Lonres chairman also claims Purplebricks is only making progress in lower value sectors of market both in the UK and US.

Nigel Lewis

Hybrid estate agency Purplebricks will struggle to make headway in its key US market of New York, it has been claimed.

These comments come William Carrington (pictured, above) the chairman of prime London property data and listings firm Lonres.

He says that New York is a different property market to the UK and highlights the huge cost to Purplebricks of gaining access to its potential riches, as highlighted in the company’s most recent financials.
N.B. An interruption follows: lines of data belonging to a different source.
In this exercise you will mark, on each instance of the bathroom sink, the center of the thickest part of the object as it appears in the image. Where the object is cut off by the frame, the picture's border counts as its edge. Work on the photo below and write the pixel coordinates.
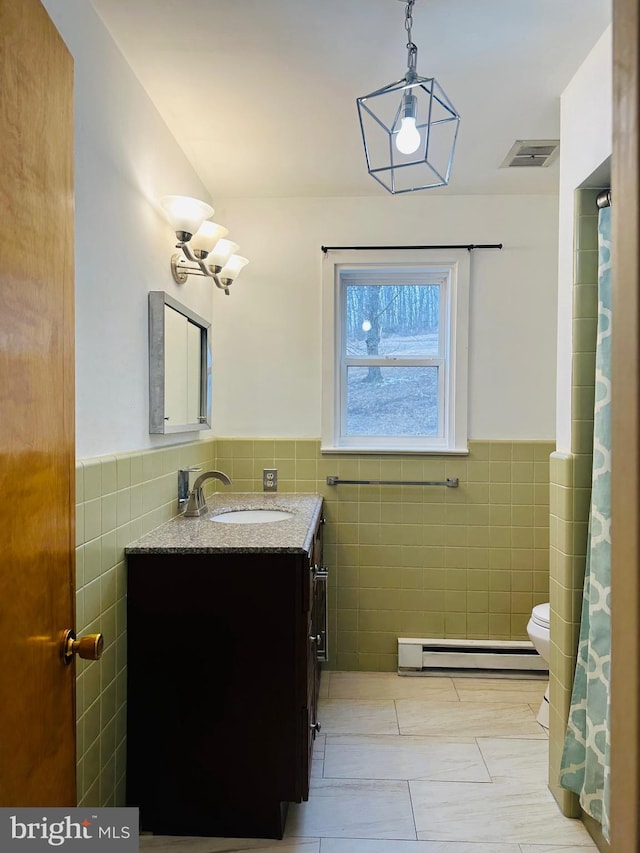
(252, 516)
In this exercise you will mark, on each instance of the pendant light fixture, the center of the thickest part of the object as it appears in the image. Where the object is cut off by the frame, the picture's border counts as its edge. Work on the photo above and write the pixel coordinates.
(409, 128)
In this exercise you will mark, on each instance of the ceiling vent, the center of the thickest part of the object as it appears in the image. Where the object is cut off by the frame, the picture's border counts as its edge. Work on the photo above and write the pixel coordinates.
(531, 152)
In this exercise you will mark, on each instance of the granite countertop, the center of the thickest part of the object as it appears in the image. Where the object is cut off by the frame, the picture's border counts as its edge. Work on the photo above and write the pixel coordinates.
(203, 536)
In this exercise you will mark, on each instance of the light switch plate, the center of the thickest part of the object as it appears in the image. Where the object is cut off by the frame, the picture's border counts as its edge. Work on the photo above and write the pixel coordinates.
(270, 480)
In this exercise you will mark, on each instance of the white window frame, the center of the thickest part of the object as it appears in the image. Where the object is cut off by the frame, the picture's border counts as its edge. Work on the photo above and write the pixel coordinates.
(448, 268)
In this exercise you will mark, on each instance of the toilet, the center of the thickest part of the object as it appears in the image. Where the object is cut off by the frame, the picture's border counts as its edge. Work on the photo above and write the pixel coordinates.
(538, 630)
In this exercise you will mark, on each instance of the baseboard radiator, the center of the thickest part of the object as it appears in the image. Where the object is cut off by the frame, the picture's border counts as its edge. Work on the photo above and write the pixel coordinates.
(505, 658)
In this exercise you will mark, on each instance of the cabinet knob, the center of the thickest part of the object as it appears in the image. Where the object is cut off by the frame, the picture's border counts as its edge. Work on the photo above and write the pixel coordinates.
(88, 647)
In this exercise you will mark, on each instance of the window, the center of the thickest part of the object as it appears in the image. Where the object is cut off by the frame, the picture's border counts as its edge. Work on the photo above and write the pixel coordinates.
(395, 352)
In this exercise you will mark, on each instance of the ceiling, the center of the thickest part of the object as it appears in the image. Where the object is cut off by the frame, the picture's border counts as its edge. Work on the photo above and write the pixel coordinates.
(260, 94)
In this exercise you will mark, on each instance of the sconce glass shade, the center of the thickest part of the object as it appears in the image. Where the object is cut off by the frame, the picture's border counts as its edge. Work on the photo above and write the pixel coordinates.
(208, 235)
(231, 270)
(425, 163)
(221, 253)
(185, 214)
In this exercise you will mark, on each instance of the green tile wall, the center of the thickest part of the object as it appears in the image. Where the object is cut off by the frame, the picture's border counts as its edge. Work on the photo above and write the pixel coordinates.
(404, 561)
(119, 498)
(418, 561)
(570, 493)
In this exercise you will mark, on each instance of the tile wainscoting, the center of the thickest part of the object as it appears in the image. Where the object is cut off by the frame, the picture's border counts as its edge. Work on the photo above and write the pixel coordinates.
(428, 561)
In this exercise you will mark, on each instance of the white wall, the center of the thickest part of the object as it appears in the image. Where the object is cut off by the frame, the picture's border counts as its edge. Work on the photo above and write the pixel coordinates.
(268, 335)
(126, 159)
(586, 139)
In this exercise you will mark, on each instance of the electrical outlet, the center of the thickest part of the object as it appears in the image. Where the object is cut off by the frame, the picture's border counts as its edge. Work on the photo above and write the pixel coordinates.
(270, 480)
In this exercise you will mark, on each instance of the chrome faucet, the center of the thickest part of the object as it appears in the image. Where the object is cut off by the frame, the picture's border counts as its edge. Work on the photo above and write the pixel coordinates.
(183, 484)
(197, 505)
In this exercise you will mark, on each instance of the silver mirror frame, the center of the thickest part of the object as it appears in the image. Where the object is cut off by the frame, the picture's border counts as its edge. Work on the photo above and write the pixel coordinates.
(158, 421)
Each listing in New York is costing Purplebricks $21,482 or £16,784, compared to just £312.50p in the UK.

Significant inroads

“I do not see them making any significant inroads into New York City which is a closed market with realtors who are embedded,” he says.

Carrington compares New York with London’s prime central neighbourhoods where Lonres says Purplebricks has just 1% of the market, 7% less than the national share claimed by TwentyCI’s recent research.

It’s recent report also confirmed that all of Purplebricks’ growth in the UK has come from the sub-£1m property market.

“Logic might dictate that a fixed-price service would be more attractive to sellers of higher-priced properties, but perhaps this group of vendors is motivated by factors other than just price,” says TwentyCI’s Customer Officer Colin Bradshaw.

Purplebricks launched in New York in April this year, three months ahead of its original schedule in a bid to catch the city’s Spring market, giving it access to 31 counties, 7.4 million households and 20 million people.

Purplebricks remains coy about the number of Local Property Experts working on its behalf in the US, but research reveals approximately 30 in Los Angeles, 20 in the Tri State Area around New York and 12 based out of Phoenix, Arizona.

August 14, 2018

One comment

  1. Some agencies set the bar so low, it’s hardly worth picking up the phone. These agencies will attract those vendors that are willing to accept this mediocrity as long as the service isn’t totally broken.

    Vendors that don’t bother to ask questions and instead rely on the pr. machine and the fake reviews sites in order to save them the bother of thinking for themselves.

    One has to question whether the original business model was to create an estate agency, or simply as a vehicle to attract investment.